Что-то заставляло пропахшего навозом милиционера переминаться с ноги на ногу, топтаться на месте в идиотской нерешительности…
— Товарищ начальник, очень мне не нравится…
— Что — не нравится? — Гастев был уже у подъезда.
— Китель, — потупился посланец Калашинского райотдела.
— Какой китель?
— Да Синицына… В сводке за вчерашний день… ну, помните, о гастрономе… один из налетчиков был в офицерском кителе без погон… И гражданин, из-за которого на трамвай наехала машина, тоже был в кителе без погон! И такой же китель — в шкафу Синицына… Как это понимать?
Дом рядом, в двух шагах, квартира тоже, тарелка горячих щей стоит уже, кажется, на столе, диван ждет подуставшее тело, которое минут через пятнадцать рухнет на него, забудется в сладостном сне, и в приливе преотличнейшего настроения Гастев вспомнил, как зовут «харлея-дуралея».
— Илюша, — обнял он деревенщину, — многоуважаемый Илья Ропня. Да в кителях этих полгорода ходит! Овес-то, костюм то есть, сколько стоит ныне?.. Две зарплаты, дражайший коллега. И мозгами пораскинь: в восемь вечера убили рабочего в гастрономе, в половине девятого парень в кителе едва под трамвай не попал, а Синицын твой в больницу привезен за четыре часа до всего этого, в шестнадцать с минутами. И на операционном столе был в семь вечера, в семь! В девятнадцать ноль-ноль! В палату его привезли в двадцать с чем-то. Грохнулся же он с третьего этажа в двадцать один десять. Соображаешь?
Ропня испуганно моргал, соображая. Догадался наконец, что висевший в шкафу китель Синицына никакого отношения ни к гастроному, ни к трамваю не имеет.
— Жить-то тебя куда определили?
— Да у меня, — засмущался Илья Ропня, — сестра крестного прописана здесь…
— Ну и отлично. Топай-ка туда, отдохни, вытащи из-за голенища расписную ложку и похлебай городских щей. Или к шуряку двигай. Сватья Акулина, чай, тоже примет. А трупы и без нас опознают. И выкинь из головы этого Синицына. Ну, пока.
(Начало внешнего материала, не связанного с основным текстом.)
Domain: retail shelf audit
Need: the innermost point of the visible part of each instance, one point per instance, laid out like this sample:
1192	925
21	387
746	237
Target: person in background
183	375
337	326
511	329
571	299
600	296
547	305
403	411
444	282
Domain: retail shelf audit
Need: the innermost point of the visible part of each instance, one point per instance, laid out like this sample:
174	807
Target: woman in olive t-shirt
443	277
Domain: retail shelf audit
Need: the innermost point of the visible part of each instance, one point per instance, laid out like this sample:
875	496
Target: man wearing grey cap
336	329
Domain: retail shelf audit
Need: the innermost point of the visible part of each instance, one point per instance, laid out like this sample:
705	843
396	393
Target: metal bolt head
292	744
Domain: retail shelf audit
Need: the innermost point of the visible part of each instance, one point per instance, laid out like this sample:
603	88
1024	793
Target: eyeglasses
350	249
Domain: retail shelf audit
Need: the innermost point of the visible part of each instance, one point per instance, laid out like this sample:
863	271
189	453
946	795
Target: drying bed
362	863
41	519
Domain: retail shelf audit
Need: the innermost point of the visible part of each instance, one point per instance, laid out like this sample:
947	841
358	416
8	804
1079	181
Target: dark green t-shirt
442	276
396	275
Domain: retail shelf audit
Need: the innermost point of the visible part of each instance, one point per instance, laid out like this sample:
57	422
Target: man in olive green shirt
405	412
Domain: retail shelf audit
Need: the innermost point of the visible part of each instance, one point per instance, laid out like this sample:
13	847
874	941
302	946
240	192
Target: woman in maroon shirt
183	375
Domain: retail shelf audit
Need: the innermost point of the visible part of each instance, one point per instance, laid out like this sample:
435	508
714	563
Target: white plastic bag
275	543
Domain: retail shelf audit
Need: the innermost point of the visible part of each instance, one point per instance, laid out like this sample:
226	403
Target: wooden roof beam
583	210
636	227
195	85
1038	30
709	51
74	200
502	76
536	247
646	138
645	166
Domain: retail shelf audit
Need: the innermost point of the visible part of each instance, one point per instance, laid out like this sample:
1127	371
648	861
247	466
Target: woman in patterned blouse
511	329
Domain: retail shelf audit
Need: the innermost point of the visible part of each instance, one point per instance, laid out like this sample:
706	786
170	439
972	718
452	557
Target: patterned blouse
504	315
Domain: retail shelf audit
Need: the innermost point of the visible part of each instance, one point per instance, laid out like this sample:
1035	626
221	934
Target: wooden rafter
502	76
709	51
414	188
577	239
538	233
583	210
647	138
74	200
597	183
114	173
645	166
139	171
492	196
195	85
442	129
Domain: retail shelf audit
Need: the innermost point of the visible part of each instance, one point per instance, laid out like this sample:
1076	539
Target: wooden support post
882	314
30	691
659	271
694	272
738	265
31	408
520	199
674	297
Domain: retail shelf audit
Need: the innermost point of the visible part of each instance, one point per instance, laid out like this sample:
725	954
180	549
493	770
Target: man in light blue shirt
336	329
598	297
Высвистывая мелодию из кинокомедии, поднимался Гастев на свой этаж. Хороший, целительный голод терзал его кишечник, каждая одоленная ступенька приближала миг блаженной сытости.
Дверь впустила хозяина квартиры в обихоженный им мир, в уют, сотворенный стараниями матери и прилежанием самого Гастева.
Спичка поднеслась к горелке, вспыхнувший огонь передавал тепло дну кастрюли, другая горелка подготовила воду для бритья, безотказная золингеновская сталь скользила по упругой коже, радио не унималось, вовсю кроя расхитителей социалистической собственности, примеры сего постыдного явления приводил товарищ из обкома, при звуках голоса которого Гастев отвел бритву подальше от щеки, чтоб не порезаться, и посмеялся всласть: товарищ, вдовец со стажем и мужчина в соку, вознамерился прошлой осенью всерьез поухаживать за Людмилой Мишиной в сугубо матримониальных целях; чем не идеальная пара, поговаривали в городе, и тем не менее вдовец перебросился внезапно на другой объект, учуял опасность, философская проблема формы и содержания, столь блистательно не разрешенная в Мишиной, напугала его до смерти, и прав, прав был обкомовец, увиливая от брака: кристально чистая комсомолка Люся Мишина, став супругою, вскоре неприятно поразилась бы однообразию постельных утех и со свойственной ей решительностью показала бы великие возможности женского тела, после чего ополоумевший муженек бросился бы с жалобой или доносом — в обком? в МГБ? И распалась бы молодая семья, ячейка коммунистического общества, разведенная комсомольско-партийная активистка в слезах приперлась бы к Гастеву: «Ты сломал мне жизнь!..» Щи доедены, кильки в томате показались вкуснее обычного, послеобеденная папироса, при выключенном радио, позволила продуктивно спланировать выходной день. Никаких, разумеется, трамваев и автомашин «неопознанной марки», а бедолаге Синицыну уже ничем не поможешь. Два часа на сон (пружина будильника закручена до упора), подъем и целенаправленное чтение, вечерком же можно смотаться в кино и вновь завалиться спать, тоже до упора: первая лекция завтра — в одиннадцать утра.